Well, early last week transportation officials announced they will re-open the Boston-to-Hyannis passenger train service. Called the CapeFLYER, it’s a weekend train service proposed to run five trips from Friday night through Sunday night only during the summer season, beginning on Memorial Day weekend. Plans call for it to be overseen by the Cape Cod Regional Transit Authority (CCRTA) using Massachusetts Bay Transportation Authority (MBTA) trains on the Middleboro/Lakeville line with stops in Wareham and Buzzards Bay.
The goal is to help alleviate traffic on the roads around the Cape Cod Canal and is already being promoted as part of an overseas marketing campaign for visitors arriving in Boston from other countries, Cape Cod Chamber of Commerce CEO Wendy Northcross was quoted in The Cape Cod Times. "It's really targeted to the visitor and not the commuter," Northcross said. This then begs the question why the service can’t be run all year-round?
While there's been talk of extending the service in future years, CCRTA administrator Thomas Cahir put the brakes on the idea. "As far as I'm concerned, there will never be commuter service," he also was quoted recently in The Cape Cod Times. Last year Cahir, the unofficial local transportation czar, gave three solid why-nots.
1) Quality of life. "Think of all the homes that are in close proximity to the tracks," he told me, pointing to the likely opposition from residents worried about the mini-earthquake that would be regularly rumbling past their homes.
2) Public safety. "There's a number of (railroad) crossings around here. For safety reasons, you don't want high-speed trains on the Cape."
3) Cost/infrastructure. Even if you could railroad local opponents into acceptance, the big problem is the cost of the infrastructure upgrade, which would be stupendous. The tracks on this side of the bridge are well maintained, but they are built only for trains traveling no more than 30 mph.

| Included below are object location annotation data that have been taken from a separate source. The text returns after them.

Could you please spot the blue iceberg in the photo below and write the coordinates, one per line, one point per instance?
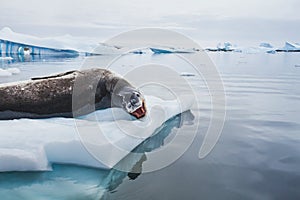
(13, 49)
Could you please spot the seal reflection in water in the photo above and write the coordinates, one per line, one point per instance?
(69, 94)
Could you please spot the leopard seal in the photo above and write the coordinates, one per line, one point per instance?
(70, 94)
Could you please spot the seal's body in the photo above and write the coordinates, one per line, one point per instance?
(69, 94)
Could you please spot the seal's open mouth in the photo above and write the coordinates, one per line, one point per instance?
(140, 112)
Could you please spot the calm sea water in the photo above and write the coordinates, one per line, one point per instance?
(256, 157)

Moving at such low-speeds, MBTA officials have said the trip would take two hours and 40 minutes. And "that's ridiculous," Cahir noted. Seems hard to convince large numbers of people to abandon the creature comforts of their cars for a slow-moving train, even with a bar-car and Wi-Fi Internet service, planned with the summer trains.

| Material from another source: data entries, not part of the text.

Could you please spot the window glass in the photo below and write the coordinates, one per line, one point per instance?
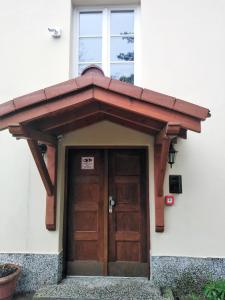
(111, 48)
(90, 39)
(90, 23)
(123, 72)
(122, 45)
(90, 50)
(122, 48)
(122, 22)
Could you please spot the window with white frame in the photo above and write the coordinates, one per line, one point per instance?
(106, 37)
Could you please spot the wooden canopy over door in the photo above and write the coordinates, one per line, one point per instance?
(47, 114)
(105, 239)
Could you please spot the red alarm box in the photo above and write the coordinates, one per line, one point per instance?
(169, 200)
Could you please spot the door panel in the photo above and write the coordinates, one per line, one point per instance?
(95, 236)
(127, 222)
(85, 213)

A staff reporter (Sean Gonsalves) recently contacted Barnstable Municipal Airport manager Roland "Bud" Breault. A major upgrade was recently completed at the Hyannis airport with the expectation that airline passenger traffic would continue to increase, a trend until about six years ago. Breault informed Gonsalves that the number of passengers using the airport (what they call "enplanements") reached its peak in 2006 at 203,240.
"This year," he said, "We will apparently not break 100,000." Officials had hoped the decline in airport users would have "bottomed out at about 100,000." And, he said, "We had hoped the economy would rebound and start to turn the numbers around."

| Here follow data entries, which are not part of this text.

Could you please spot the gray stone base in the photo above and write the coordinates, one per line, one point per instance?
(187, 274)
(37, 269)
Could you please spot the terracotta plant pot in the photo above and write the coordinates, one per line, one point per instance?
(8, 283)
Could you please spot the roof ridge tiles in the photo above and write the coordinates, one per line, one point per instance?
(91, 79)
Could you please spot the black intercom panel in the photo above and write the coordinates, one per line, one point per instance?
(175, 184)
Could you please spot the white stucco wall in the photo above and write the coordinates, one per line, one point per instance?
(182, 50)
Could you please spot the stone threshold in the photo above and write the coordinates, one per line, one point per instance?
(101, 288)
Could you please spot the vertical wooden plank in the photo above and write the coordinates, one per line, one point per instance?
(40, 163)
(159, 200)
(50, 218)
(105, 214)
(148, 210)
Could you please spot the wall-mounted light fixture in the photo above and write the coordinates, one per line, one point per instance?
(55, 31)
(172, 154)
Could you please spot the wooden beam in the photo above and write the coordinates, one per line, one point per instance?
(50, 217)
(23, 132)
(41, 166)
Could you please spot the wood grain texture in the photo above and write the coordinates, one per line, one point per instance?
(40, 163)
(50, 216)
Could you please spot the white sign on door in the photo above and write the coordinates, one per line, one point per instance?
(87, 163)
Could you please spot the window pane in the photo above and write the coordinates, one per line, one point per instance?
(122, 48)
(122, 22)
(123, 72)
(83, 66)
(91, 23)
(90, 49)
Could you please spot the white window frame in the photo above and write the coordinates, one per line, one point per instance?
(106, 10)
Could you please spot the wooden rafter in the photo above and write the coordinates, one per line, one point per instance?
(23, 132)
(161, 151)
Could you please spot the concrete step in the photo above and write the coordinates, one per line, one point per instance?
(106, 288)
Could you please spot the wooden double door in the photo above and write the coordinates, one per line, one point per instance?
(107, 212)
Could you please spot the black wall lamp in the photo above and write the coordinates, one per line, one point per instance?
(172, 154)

Breault remains confident the turn-around will happen eventually. "When? Who knows? If I knew that, I would be a wealthy man." He did mention another way to boost airport business. "If we can get another air carrier to start operating out of Hyannis to another major hub, such as New York, Washington, D.C., Atlanta, Orlando, and so forth. Anything would help," adding that just about every day the airport gets inquiries about service to New York. "One of our strategic goals is to work on air service development to do that very thing." Sounds like a big IF.
If it's built will they come? That's another big IF. And even IF, maybe they won't come — except by motor vehicle according to some.
Transportation officials have no easy task, as frustrated motorists look for solutions. In the interim I will continue to travel between Plymouth and Cape homes for sale and my real estate listings and hope I can negotiate the traffic. At least I know the back roads and when and where to avoid major arteries.